Practical locations can provide the right look without having to create a set from scratch. However, they’re often more difficult to work in, requiring more time to load in & out, set up & run power, and control ambient light & noise. This can result in more down-time when compared to a studio shoot.

The best practical locations can function as smoothly as a soundstage and provide a unique look. But they require a lot of attention to logistics and other details. Here are some things to keep in mind when considering a practical location.

  • Provide dedicated on-site parking or dock access for production vehicles.
  • Ensure a level path from the truck to the set. Our gear travels on wheels or carts, so gentle ramps and freight elevators are OK. Stairs and narrow doorways are not.
  • Set aside a staging area as close to the set as possible, and clear it of furniture and other obstructions. Gear carts, equipment cases, and production support will take up more room than the set itself.
  • The set should be as large and as flexible as possible; open concept floor plans are ideal.
  • Creating depth along the camera axis is key; a longer rectangular space is often more preferable to a square space of the same square footage.

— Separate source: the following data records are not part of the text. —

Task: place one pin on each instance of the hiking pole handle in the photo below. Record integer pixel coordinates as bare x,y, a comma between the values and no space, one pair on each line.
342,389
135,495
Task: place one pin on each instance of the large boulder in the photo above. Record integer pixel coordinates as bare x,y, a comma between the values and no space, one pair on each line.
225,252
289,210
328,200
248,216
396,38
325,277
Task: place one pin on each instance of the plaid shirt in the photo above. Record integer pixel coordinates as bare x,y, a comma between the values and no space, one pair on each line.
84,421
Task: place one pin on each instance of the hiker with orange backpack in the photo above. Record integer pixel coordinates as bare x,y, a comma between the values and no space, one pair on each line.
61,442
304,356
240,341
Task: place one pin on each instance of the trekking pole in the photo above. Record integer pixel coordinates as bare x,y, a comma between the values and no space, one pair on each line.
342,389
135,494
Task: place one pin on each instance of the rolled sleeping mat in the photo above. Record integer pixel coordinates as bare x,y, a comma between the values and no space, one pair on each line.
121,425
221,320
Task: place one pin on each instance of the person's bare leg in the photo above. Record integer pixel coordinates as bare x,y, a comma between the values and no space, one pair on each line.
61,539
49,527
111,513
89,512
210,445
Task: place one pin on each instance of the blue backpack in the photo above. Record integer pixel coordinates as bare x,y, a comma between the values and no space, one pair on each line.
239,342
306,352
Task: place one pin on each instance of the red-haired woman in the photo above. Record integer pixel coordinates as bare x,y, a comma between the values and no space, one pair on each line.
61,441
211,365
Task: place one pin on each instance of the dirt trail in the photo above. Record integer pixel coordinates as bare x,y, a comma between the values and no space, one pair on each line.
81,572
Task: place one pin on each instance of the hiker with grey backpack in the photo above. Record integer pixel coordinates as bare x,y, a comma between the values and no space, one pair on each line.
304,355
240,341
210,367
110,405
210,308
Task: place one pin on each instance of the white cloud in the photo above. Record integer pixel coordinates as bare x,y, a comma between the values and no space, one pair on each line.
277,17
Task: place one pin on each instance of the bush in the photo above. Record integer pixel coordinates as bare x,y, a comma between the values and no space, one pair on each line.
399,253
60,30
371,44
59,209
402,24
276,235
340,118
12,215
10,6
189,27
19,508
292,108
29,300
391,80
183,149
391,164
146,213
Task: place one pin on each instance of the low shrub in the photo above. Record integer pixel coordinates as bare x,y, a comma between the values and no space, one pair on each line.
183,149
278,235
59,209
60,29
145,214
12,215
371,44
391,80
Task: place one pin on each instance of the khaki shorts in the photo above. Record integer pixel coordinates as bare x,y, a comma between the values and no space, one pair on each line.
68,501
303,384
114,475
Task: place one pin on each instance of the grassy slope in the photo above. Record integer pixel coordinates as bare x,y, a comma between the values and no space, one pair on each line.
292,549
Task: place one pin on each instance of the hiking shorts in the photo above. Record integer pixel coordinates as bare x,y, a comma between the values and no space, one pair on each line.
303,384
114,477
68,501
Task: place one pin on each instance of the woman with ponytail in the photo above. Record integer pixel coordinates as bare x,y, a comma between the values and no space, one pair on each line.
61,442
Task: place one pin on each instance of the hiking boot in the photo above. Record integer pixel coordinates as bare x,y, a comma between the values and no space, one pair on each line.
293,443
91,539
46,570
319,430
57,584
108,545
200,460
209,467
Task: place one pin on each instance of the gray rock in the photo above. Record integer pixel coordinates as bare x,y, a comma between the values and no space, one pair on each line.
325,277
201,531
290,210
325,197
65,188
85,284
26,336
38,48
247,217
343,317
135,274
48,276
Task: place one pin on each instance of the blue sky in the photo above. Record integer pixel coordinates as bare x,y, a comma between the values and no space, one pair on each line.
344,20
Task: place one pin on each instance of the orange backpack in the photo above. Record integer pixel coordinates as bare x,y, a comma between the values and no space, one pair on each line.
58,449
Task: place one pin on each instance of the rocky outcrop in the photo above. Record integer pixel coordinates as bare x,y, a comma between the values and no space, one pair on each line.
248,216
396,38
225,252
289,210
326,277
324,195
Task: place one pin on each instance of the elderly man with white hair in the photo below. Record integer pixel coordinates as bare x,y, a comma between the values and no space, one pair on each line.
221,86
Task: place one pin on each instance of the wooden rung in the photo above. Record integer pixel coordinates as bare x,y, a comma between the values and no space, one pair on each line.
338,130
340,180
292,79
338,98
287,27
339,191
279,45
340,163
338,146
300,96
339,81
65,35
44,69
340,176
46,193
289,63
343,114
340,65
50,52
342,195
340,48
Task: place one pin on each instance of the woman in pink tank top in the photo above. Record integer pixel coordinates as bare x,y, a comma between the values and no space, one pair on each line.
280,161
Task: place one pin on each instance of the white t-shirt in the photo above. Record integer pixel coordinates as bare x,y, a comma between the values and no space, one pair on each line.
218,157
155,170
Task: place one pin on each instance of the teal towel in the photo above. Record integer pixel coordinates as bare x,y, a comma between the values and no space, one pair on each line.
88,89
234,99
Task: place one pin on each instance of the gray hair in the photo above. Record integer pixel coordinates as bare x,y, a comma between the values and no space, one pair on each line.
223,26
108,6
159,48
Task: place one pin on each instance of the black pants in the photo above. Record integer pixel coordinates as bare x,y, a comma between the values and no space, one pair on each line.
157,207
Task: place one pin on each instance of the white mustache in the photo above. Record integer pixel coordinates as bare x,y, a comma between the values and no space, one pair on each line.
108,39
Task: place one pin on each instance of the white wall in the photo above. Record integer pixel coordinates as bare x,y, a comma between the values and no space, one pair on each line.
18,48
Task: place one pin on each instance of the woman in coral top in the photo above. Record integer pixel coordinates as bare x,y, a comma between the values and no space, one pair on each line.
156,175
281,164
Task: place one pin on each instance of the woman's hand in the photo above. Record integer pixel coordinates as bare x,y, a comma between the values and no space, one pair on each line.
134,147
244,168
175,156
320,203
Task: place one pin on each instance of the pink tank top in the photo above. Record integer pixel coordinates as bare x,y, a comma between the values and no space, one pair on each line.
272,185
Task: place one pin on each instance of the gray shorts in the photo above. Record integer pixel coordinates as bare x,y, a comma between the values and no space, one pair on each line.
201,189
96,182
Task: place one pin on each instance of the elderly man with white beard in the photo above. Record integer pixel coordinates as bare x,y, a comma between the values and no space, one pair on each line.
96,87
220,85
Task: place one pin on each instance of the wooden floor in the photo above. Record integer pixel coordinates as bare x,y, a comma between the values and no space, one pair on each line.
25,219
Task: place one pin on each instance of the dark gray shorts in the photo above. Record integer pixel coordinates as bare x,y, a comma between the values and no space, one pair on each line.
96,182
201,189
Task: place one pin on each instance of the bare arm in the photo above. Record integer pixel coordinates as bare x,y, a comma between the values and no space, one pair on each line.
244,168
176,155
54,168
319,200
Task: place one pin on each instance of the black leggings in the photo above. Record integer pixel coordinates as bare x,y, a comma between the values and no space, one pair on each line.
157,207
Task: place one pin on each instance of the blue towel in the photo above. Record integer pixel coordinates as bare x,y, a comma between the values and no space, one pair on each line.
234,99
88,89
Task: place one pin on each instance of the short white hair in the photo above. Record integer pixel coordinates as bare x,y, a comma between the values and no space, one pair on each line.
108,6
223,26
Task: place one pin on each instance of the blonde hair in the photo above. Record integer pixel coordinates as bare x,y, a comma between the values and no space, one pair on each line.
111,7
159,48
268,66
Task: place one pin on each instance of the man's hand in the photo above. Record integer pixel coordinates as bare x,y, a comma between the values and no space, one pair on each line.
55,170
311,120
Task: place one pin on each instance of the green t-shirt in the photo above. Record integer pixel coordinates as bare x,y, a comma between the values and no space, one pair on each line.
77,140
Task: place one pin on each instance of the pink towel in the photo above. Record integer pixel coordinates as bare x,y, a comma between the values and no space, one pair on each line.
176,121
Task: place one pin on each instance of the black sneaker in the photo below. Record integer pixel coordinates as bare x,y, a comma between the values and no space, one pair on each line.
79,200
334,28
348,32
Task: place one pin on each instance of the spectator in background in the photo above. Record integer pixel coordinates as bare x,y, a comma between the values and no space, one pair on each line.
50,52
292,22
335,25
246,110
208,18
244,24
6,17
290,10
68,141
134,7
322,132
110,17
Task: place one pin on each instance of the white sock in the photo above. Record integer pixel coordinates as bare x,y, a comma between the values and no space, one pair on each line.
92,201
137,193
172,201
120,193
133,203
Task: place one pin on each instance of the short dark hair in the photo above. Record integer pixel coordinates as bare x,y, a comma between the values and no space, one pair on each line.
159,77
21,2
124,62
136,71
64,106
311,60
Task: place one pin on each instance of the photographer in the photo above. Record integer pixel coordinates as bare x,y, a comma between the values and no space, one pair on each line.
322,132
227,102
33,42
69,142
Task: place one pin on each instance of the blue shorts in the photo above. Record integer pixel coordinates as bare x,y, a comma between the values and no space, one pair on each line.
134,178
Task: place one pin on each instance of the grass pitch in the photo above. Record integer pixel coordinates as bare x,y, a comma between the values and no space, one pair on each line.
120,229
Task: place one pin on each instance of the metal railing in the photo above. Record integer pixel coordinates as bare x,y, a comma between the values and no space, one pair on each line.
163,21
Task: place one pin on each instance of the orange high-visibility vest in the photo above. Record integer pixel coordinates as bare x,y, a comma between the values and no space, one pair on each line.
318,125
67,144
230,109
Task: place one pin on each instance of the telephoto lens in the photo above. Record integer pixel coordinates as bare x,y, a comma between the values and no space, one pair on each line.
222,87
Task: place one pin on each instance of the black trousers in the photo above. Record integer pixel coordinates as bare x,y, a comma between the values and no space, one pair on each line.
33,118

  • Any windows should face north to avoid the impact of direct sun. Windows should also have working treatments to control ambient light levels. Alternatively, eastern exposures can be shot in the afternoon while western exposures are best in the morning.
  • We often place lighting and grip equipment outside windows, working from the ground. So, ground-floor sets are ideal and second-floor sets are doable. Going any higher off the ground makes any necessary exterior rigging more expensive and time consuming.
  • When shooting outdoors, have a turnkey “Plan B” in the event of bad weather.
  • Power should be accessible and plentiful. Note the location, amperage, and unused capacity of breaker boxes and grounded outlets.
  • Ambient noise should be minimal and manageable. Your set should be far from ringing phones, busy corridors, planes, trains & automobiles. HVAC and refrigeration equipment must be accessible & controllable. Nothing at a location busts more takes than stray noise.